The dreaded April 15 tax deadline has passed, and another tax season will open. While preparing your tax return, you learned a lot of lessons and made mistakes along the way. As you embark on another tax season, here are the five resolutions you may undertake to benefit next year’s return.

Resolution 1: Keep Tax Records

Keeping records to support your tax return is one way of maximizing write-offs. Documentation includes canceled checks, credit card statements, paid invoices, and receipts, as well as diaries for business/work related travel and entertainment expenses. Create a system for maintaining your receipts and other papers. It is way better to organize these items than spend time – and money – for the next tax year.

Recordkeeping for several items may be cleared up by using applications, which can track your charitable contributions, business mileage, and business entertainment cost. Some are free, but other tax-related apps are deductible.

Resolution 2: Delay Receiving Income

If you can postpone receiving an income the following year, you have deferred taxes. And if you are in a lower tax bracket, you will save taxes in the future. The following are some of the deferral options:

  • US savings bonds – With these bonds, the interest can be delayed until you redeem the bonds or after its final maturity, 30 years for EE and I bonds. Such investments have no very high rates, making it the safest instrument an individual can have. And the interest on bonds can become tax-free if redeemed to pay qualified education expense for your child.
  • Compensation plans – Employees can opt to not receive year-end bonuses and other commission until retirement. But, here’s the catch: The payment cannot be assured, so in case the firm goes under you, you may lose the entire deferred income.
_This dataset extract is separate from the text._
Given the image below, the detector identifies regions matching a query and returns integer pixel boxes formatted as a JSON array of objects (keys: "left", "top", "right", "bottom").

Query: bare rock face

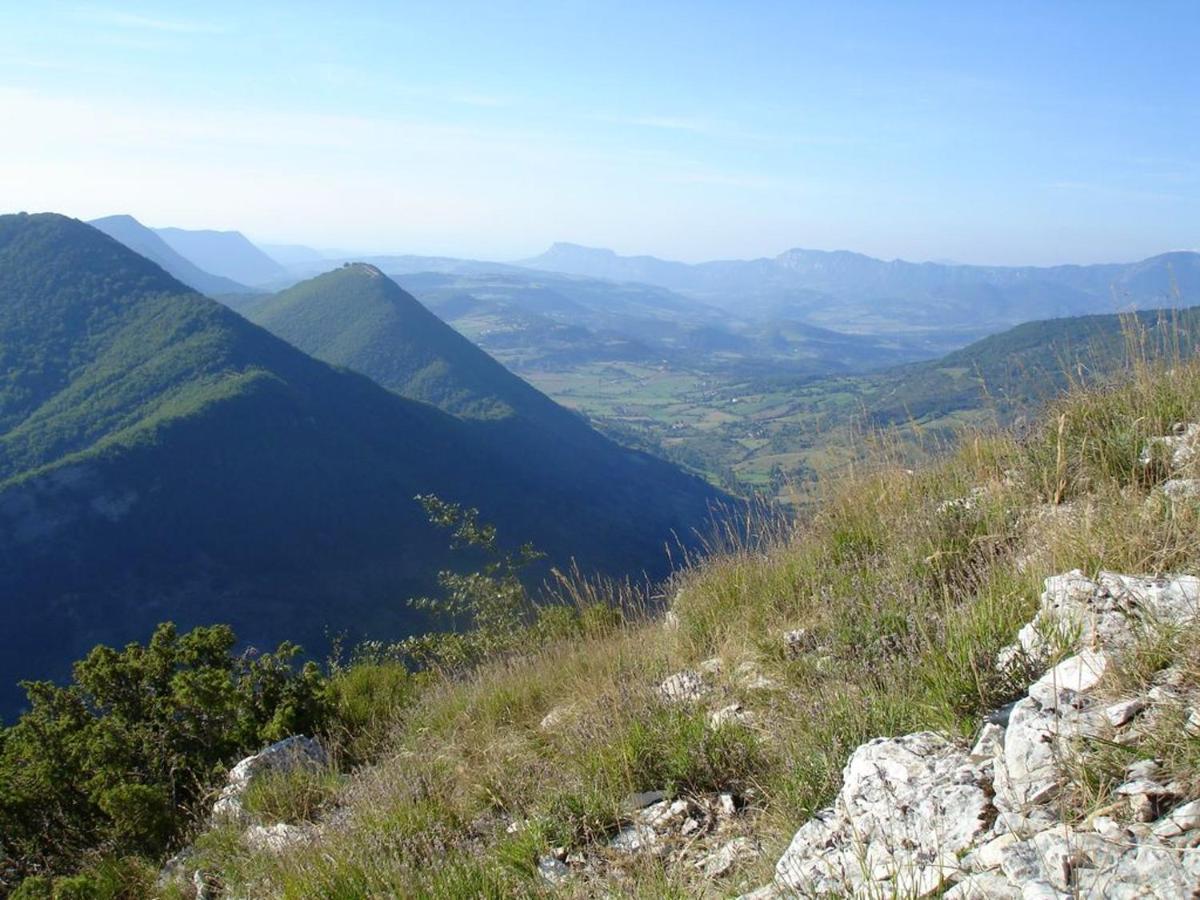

Resolution 3: Adjust Tax Payments

A refund on the prior tax return means you create an interest-free loan to the government, instead of enjoying your own money through the year. If you owed money, it can be challenging to generate cash to settle the bill. You may do the following to pay the right amount of taxes during the year:

  • Modifying wage withholding – File a new W-4 with your employer. If you want less money withheld, increase allowances. Conversely, if you want more money withheld, reduce allowances.
  • Voluntary withholding – Choose to withhold certain payments such as unemployment compensation and Social Security benefits. File W-4V with the right government agency giving the payment.
  • Paying estimated taxes – Come up with four estimated tax payments for the current year if any of your investment income or other income source is not subject to withholding, and the projected tax bill cannot be covered by raising wage withholding. You can put up another savings account to law money away for such payments.

Resolution 4: Maximize Pre-tax Opportunities

Reducing your tax bill is good, but cutting your adjusted gross income (AGI) is better. Doing so can give you breaks (or higher breaks than before). Check the pre-tax opportunities that can avail with your employer:

  • Contributions to 401(k), 403(b), and 457 plans – You save for retirement and part of the income added to the plan is not currently taxed.
  • Flexible spending account (FSA) contributions – For paying out-of-pocket medical expenses or dependent care expenses. Some companies offer both.
  • Monthly transit passes through the employer – Paying commuting costs that would otherwise be considered nondeductible.

Utilize all of the above-the-line deductions to cut your AGI. It entails contributions to alimony, health savings account, IRAs, and three items for self-employed individuals: health insurance premiums, 50% of self-employment tax, and retirement plan contributions. The easiest way to search these is to look at the section on Form 1040 (Adjusted Gross Income).

Resolution 5: Pay Attention to Taxes in a Year

Tax rules change from time to time. Keep abreast of the changes in court decisions, IRS pronouncements, or legislation. It is also advisable to have and develop a constant relationship with a tax advisor who can share recent developments about taxation. Set appointments with this professional at key times: middle of the year, end of the year, and whenever there is a major life change than can affect your taxes.

Remember these two words when you prepare next year’s tax return: be proactive.